If St. Catharines city council, which was the first local council in the region last year to vote for a full, independent audit of the NPCA, passes the motion calling for a special supvervisor, it will be interesting to see if other local councils in Niagara follow suit.
Whether, the St. Catharines council says ‘yes’ to Williamson’s motion this coming Monday night and other councils follow suit may very well depend on how many area residents call up their local councillors and urge them to do so. That is the way democracy works for the public – through actual public engagement.
We will see what happens.
Now here is the text of the motion St. Catharines city councillor Bruce Williamson is introducing at the Monday, October 16th St. Catharines council meeting starting at 6:30 p.m. –
Whereas the Niagara Peninsula Conservation Authority (NPCA) continue to demonstrate an inability to operate an effective conservation authority that respects its mandate and operates in a transparent and accountable way; and
Whereas the City of St. Catharines is concerned that recent decisions to reduce staffing will have a negative impact on the NPCA’s abilities to protect and preserve the lands in which it has been mandated to manage; and
Whereas the City of St. Catharines contributes the largest amount of funds through the levy in Niagara to the NPCA; and
Whereas City Council has lost confidence in the management of the NPCA conduct its operations within the standards set by the Provincial Government.

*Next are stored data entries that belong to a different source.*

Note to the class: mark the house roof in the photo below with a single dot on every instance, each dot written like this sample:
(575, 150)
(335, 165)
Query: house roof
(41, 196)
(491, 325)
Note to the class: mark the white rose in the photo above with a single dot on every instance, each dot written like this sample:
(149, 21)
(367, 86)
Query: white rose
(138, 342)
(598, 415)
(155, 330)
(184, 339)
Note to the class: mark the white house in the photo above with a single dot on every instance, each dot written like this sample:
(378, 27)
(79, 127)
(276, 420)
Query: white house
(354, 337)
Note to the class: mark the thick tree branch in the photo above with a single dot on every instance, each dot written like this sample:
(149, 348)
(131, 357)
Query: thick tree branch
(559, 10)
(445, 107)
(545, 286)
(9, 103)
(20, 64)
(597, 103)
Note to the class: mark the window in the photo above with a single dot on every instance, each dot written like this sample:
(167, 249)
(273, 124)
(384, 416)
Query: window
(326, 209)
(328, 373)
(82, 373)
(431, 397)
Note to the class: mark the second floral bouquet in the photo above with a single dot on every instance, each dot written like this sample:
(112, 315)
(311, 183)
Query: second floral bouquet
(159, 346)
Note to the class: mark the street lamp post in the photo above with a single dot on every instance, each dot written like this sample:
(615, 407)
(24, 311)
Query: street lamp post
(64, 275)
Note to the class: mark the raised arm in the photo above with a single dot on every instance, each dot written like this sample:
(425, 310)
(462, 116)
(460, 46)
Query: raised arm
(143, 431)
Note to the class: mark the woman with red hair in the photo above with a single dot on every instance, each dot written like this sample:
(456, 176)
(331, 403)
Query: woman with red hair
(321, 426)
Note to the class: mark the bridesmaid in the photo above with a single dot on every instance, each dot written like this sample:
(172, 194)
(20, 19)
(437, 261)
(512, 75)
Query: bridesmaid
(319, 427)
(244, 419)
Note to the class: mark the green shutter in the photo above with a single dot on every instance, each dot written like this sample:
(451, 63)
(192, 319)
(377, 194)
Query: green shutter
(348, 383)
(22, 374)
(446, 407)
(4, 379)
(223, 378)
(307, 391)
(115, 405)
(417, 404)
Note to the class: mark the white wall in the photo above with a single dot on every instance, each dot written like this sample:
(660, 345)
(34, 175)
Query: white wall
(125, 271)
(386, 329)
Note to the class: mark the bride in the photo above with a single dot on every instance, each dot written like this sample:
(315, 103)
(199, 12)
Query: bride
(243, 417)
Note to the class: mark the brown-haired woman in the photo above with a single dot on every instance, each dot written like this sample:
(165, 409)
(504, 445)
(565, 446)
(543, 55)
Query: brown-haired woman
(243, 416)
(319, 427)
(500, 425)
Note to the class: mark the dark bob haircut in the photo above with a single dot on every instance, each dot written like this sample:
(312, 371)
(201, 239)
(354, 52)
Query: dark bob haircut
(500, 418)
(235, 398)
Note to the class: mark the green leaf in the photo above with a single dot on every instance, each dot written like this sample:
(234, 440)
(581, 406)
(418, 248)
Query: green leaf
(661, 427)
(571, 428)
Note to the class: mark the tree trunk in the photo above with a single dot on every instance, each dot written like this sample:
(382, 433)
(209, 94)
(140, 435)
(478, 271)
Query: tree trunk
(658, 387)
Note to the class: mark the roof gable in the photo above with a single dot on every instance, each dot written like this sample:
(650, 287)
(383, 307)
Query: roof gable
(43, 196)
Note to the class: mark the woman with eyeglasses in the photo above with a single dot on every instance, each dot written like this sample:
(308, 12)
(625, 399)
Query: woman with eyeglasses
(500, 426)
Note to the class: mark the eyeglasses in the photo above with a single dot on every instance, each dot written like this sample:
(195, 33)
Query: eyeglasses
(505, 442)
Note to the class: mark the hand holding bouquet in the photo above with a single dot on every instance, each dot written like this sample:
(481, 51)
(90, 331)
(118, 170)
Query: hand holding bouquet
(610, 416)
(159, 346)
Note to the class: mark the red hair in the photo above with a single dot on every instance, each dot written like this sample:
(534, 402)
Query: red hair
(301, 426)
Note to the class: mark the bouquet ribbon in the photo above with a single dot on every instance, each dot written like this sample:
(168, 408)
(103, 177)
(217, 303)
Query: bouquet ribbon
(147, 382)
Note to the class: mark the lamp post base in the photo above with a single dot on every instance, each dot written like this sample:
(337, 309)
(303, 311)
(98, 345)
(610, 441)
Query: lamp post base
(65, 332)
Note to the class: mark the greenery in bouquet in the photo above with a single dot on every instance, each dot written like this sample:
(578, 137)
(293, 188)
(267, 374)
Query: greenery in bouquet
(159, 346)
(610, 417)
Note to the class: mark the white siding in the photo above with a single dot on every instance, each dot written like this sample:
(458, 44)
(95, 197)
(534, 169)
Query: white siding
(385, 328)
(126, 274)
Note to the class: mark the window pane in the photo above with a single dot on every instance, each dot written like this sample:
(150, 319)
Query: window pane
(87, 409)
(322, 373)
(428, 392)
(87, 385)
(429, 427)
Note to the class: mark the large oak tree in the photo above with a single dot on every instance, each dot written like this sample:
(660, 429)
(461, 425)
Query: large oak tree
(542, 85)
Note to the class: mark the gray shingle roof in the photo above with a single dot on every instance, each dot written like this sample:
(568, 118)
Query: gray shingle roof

Therefore be it Resolved, the City of St. Catharines requests that the Premier of the Province of Ontario immediately appoint a supervisor to take over the operations of the NPCA; and
Be it Further Resolved that the City of St. Catharines notify the Regional Municipality of Niagara of its intentions to develop its own selection process for its representation on the Board of the NPCA that will commence after the next municipal election in 2018.